Researchers at the Munich-based Institute for Economic Research warned on Monday that downbeat spending by businesses and consumers continued to constrain economic growth in the eurozone’s largest economy.
The institute said that 41.5 per cent of companies suffered from a scarcity of new business in October, up from 39.4 per cent in July and the highest share since 2009 when the global economy was gripped by financial crisis.
“The lack of orders is continuing to hinder economic development in Germany,” Klaus Wohlrabe, head of surveys at the institute, said. “Hardly any industry has been spared.”
Nearly half of all companies in the entertainment sector complained of too few orders, while 32.1 per cent of services providers also said that demand was insufficient.
The data is the latest piece of evidence illustrating that Germany has become the weakest economy in the G7 group of rich countries. According to the International Monetary Fund, German GDP will stagnate this year, compared with 1.1 per cent growth for the UK and 2.8 per cent growth for the United States.
Once Europe’s growth engine, the German economy has been hit hard by the sharp increase in European energy prices following Russia’s invasion of Ukraine in 2022. Manufacturers had for years relied on imports of cheap Russian gas to make business profitable.
Rapidly expanding production of cheap petrol and electric cars in China has helped the world’s second largest economy to expand its share of the global automobile market. A glut of Chinese vehicles entering the global market has put intense pressure on Germany’s car makers, alarming policymakers. Volkswagen announced in October that it will shut at least three plants in Germany, the first closures in the company’s 87-year history.
Donald Trump, the president-elect of the United States, has suggested he will impose a tariff of up to 20 per cent tariff on all imports, a levy that could heavily curtail German trade with the world’s biggest economy.
Analysts at Jefferies said: “There is no easy way out [for] Germany from the current low-growth regime, apart from doing some version of fiscal expansion.”
Olaf Scholz, the Social Democratic Party German chancellor, ended a three-way coalition power-sharing agreement with the Greens and Free Democratic Party (FDP) last week when he sacked Christian Lindner, the finance minister, putting the country on track for a snap general election.
Scholz scheduled a confidence vote in his chancellorship for January 15, which is likely to lead to a March general election. However, opposition parties called on the chancellor, 66, to bring forward the confidence vote to next week to prevent the German parliament from entering paralysis.

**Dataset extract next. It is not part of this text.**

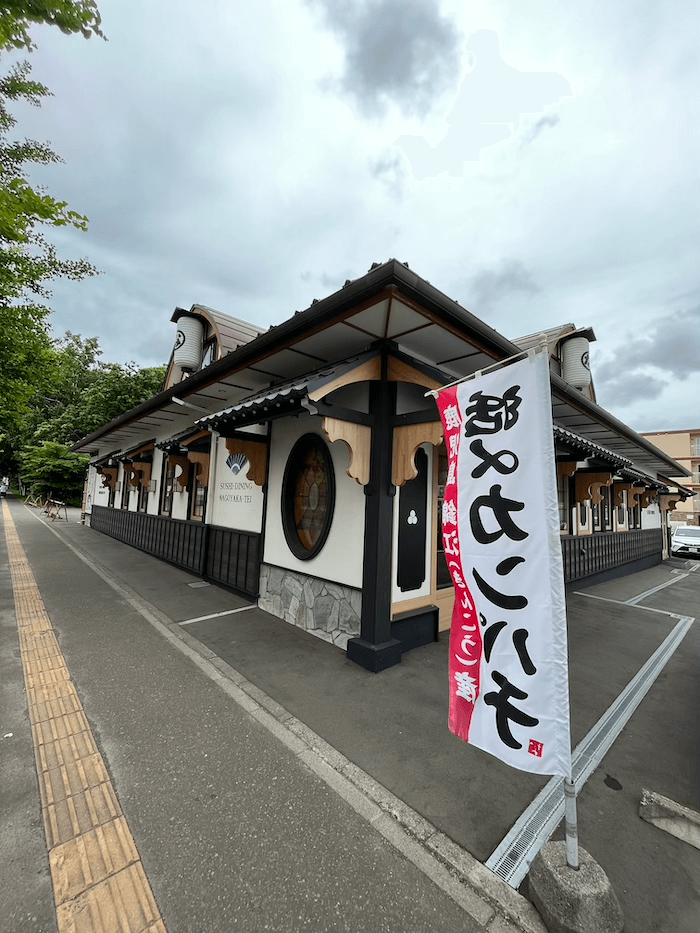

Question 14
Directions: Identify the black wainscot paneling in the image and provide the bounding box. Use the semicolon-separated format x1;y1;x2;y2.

Scholz has said that he would be open to an earlier confidence vote — which could result in a January general election — provided a deal is reached with opposition parties on which laws can pass through the Bundestag this year.

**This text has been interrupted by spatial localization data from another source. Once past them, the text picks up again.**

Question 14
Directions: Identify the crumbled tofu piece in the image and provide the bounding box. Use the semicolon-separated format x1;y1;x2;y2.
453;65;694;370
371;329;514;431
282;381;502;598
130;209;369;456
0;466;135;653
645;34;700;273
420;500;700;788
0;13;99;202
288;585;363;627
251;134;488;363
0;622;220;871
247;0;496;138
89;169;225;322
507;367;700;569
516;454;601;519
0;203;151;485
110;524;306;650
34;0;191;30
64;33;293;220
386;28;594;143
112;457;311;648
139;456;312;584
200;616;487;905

Scholz is also struggling to get his supplementary budget ratified, with the Christian Democratic Union party and FDP opposing the tax and spending measures.

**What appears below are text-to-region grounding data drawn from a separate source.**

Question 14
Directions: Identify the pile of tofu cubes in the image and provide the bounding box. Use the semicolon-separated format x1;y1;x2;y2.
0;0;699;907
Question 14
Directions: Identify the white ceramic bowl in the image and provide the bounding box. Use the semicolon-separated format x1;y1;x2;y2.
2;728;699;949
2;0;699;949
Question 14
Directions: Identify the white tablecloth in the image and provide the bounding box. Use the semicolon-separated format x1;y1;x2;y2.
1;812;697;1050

Analysts at Citibank said: “Failure to agree could lead to a spending freeze for the rest of the year.”
The surge in inflation over the past two years has eroded German consumers’ spending power, keeping demand downbeat in the economy. Inflation peaked at 10.4 per cent in October 2022 but has since fallen to 1.8 per cent, below the common 2 per cent target for the first time since 2021.Officials at the European Central Bank responded to the inflation crisis by sending interest rates up 4 per cent, a record high. It has started to loosen monetary policy, bringing the main deposit rate down to 3.25 per cent.
Figures published last month showed that the German economy expanded by 0.2 per cent in the three months to September, higher than expected and meaning that the country avoided a technical recession.